O Espírito Santo ultrapassou nesta terça-feira (29) a triste marca dos cinco mil mortos pelo novo coronavírus. O número é trágico, mas as perspectivas são ainda piores. Diante dos flagrantes diários de desrespeito aos protocolos sanitários e sem previsão de quando o Brasil efetivamente começará a imunização, que após iniciada se estenderá por meses, o país vai entrar em 2021 sob projeções sombrias, escalando a montanha de uma segunda onda da Covid-19. Em meio a uma alarmante aceleração do contágio, a virada do ano, que para muitas culturas representa um recomeço, desta vez precisa estar revestida de um propósito especial de renovação. É urgente uma mudança de atitude, de alguns políticos e de parcela da população, para reverter essa receita de desastre.
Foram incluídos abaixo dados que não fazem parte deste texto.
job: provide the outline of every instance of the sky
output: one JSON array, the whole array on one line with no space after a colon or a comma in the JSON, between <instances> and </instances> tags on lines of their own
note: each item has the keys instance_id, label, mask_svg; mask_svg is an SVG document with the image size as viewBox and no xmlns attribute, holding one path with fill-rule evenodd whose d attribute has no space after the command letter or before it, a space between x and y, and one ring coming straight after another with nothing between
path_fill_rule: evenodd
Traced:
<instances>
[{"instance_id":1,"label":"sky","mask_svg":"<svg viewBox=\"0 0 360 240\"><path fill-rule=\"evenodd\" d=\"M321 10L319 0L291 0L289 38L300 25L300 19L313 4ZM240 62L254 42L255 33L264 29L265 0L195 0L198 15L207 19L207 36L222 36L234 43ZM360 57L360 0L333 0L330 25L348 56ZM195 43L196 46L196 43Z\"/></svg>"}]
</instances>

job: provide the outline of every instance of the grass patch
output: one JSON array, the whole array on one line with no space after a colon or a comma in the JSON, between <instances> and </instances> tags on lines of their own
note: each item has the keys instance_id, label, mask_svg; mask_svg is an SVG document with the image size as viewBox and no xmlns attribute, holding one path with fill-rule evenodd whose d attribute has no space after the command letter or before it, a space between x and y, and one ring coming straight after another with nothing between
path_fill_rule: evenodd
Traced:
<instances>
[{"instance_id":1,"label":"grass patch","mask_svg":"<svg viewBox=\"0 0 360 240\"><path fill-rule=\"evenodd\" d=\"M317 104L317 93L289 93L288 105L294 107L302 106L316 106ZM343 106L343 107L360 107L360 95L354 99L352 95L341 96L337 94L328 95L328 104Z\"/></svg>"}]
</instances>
A marca de cinco mil mortos foi atingida um dia após o Espírito Santo ter registrado recorde de novas infecções e o segundo maior número de mortos desde o início da pandemia. Os primeiros sinais foram dados ainda em outubro e, de lá para cá, o avanço da pandemia só ganhou velocidade. Para ilustrar a profundidade da tragédia, em um intervalo de pouco menos de nove meses desde o primeiro óbito, o número de vítimas da Covid-19 no Estado já superou o quíntuplo dos homicídios registrados ao longo de todo o ano de 2019, que foi de 978. É o prenúncio de um janeiro desolador em todo o Brasil, caso nada de diferente seja feito.
A projeção é de uma explosão de casos após as aglomerações dos feriados de fim de ano. É, portanto, uma situação ainda mais lastimável por ser uma tragédia anunciada, que dependeria de consciência e comprometimento para ser amenizada. A vacina é uma luz do fim do túnel, mas sem qualquer alarmismo, apenas atestando o óbvio, enquanto vários países já têm acordos com diversos fabricantes e outros já até deram o pontapé na aplicação de doses, no Brasil ainda não há nem ao menos um pedido de uso emergencial para qualquer imunizante. A gestão obscurantista de Jair Bolsonaro desde o início da pandemia fecha o ano sem nenhum acordo com laboratórios.
Não há como mensurar exatamente qual a dimensão do impacto do negacionismo do presidente da República no avanço da pandemia no país, mas seu efeito deletério é patente. O famigerado menosprezo à doença, tachada de gripezinha; o ataque contínuo às medidas de isolamento, única forma reconhecidamente eficaz de frear o contágio; a defesa infundada de medicamentos inúteis contra o novo coronavírus; o encalhe de milhões de testes RT-PCR em um galpão, que poderiam ter integrado um crucial rastreio de contatos; e agora a inépcia para montar um verdadeiro plano de imunização, que impõe desafios logísticos inéditos, tudo isso cobra seu preço no acumulado de 7,5 milhões de infectados e quase 200 mil brasileiros mortos.
O terraplanismo indigno do maior cargo Executivo do país, aliado à desinformação que grassa nas redes sociais e aplicativos de mensagens, entupidas de teorias da conspiração que não resistem a um sopro de realidade, contribuiu para que o número de brasileiros que querem se vacinar tenha caído de 89% em agosto para 73% em dezembro, por exemplo. Também tem influência direta na postura reprovável de pessoas que lotam festas, bares e praias, na maior parte das vezes sem máscaras, e com isso se infectam e contaminam parentes e amigos.
A pandemia não só não acabou, como robustece-se diante do obscurantismo. O ano de 2020 será lembrado na história como o momento de um grande paradoxo, marcado por um lado pelo extraordinário esforço científico que em prazo tão exíguo desenvolveu um medicamento para um novo vírus, e arranhado por outro lado pelo descrédito inaudito por essa mesma ciência e o que ela representa, que é a superação de obstáculos pelo conhecimento. Para que 2021 confirme-se como o início de um novo ciclo, o Brasil precisa parar de caminhar na contramão da razão. Cada cidadão é um soldado na linha de combate. E é impossível vencer qualquer batalha, ainda mais uma tão colossal, sem a união de todos.